Brazilian Government Licitation Scraper.py

#%%
# This a training code scraper with studies porposese, using scrapy lib. The tutorial used https://oxylabs.io/blog/python-web-scraping
# We are going to scrape some brazilian government licitation from http://comprasnet.gov.br/ConsultaLicitacoes/ConsLicitacao_Filtro.asp
# You can find some documentation on http://compras.dados.gov.br/licitacoes/v1/licitacoes.html?

# You need to install the right version of ChromeDriver according to your current browser. Link: https://chromedriver.chromium.org/downloads

# Importing libraries.

import pandas as pd
from bs4 import BeautifulSoup
from selenium import webdriver
from selenium.webdriver.common.by import By
from selenium.webdriver.support.ui import WebDriverWait
from selenium.webdriver.support import expected_conditions as EC

#%%
# Defining the objects where our data is going to be saved.
title_licitation = []
content_licitation = []

# Insert the web address where the data is storaged inside the url object.
url = "http://comprasnet.gov.br/ConsultaLicitacoes/ConsLicitacao_Filtro.asp"

# Starting the webdriver. Insert the correct path to the executable chromedriver file installed in your pc.
driver = webdriver.Chrome(executable_path="c:\windows\webdriver\chromedriver.exe")

# Passing to the webdriver the defined url.
driver.get(url)

# The list_publ_ini is an object where we insert the pairs of initial date and ending date of our licitation search.
# Its a dictionary. You can change the dates according to your desire and right now it is set from 01/01/2021 to 30/04/2021.
list_publ_ini = {"01012021":"15012021","16012021":"31012021","01022021":"15022021","16022021":"28022021","01032021":"15032021","16032021":"31032021","01042021":"15042021","16042021":"30042021"}

#%%

# FOR LOOP
# This is a loop where all the magic happens.
# First we are cleaning all information from the search form because it will work as a loop passing the dates pairs one by one.
# If we do not clean it first, all the old searching arguments will be displayed there.
# It was made like that because the government website just allows us to search with the maximum gap of 15 days.
# The second xpath argument is the initial date imputation.
# The third xpath argument is the final date imputation, passed as the key from our dictionary.
# The forth xpath argument is the selection of all licitation modalities.
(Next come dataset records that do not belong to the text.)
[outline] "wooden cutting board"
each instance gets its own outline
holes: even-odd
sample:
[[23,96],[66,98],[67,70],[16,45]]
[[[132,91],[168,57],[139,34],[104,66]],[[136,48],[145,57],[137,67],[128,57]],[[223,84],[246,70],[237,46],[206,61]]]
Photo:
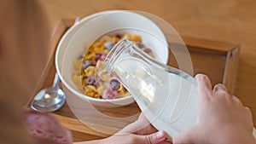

If you are interested in just a specific modality, just change the xpath here.
# The last xpath argument is the final click to initialize the licitation search.

# WHILE INSIDE THE FOR
# Using BeautifulSoup we can handle the HTML.
# In the first for loop we are looking after the title of the licitation.
# In the second for loop we are looking after all the content from that licitation.
# The try argument is checking if there is more results listed on another page looking for the "Próximo" buttom.
# The government website only display 10 licitation at once.
# The except argument will be actioned when there is not a "Próximo" buttom and will click on the "Nova Pesquisa" buttom to initialize a new search.

for key in list_publ_ini:

    WebDriverWait(driver, 1).until(EC.element_to_be_clickable((By.XPATH, "//input[@name='Limpar']"))).click()
    driver.find_element_by_xpath("//input[@name='dt_publ_ini']").send_keys(key)
    driver.find_element_by_xpath("//input[@name='dt_publ_fim']").send_keys(list_publ_ini[key])
    driver.find_element_by_xpath("//input[@name='chkTodos']").click()
    driver.find_element_by_xpath("//input[@name='ok']").click()

    while True:
        content = driver.page_source
        soup = BeautifulSoup(content, features="lxml")

        for a in soup.findAll(attrs={'class':'td_titulo_campo', 'align':'center'}):
            title_licitation.append(a.text.strip())

        for b in soup.findAll(attrs={'style':'padding:10px'}):
            content_licitation.append(b.text.strip())

        try:
            WebDriverWait(driver, 1).until(EC.element_to_be_clickable((By.XPATH,"//input[@name='btn_proximo']"))).click()
        except:
            WebDriverWait(driver, 1).until(EC.element_to_be_clickable((By.XPATH,"//input[@name='Pesquisa']"))).click()
            break
driver.quit()

# Now we have to clean the database in futures code updates.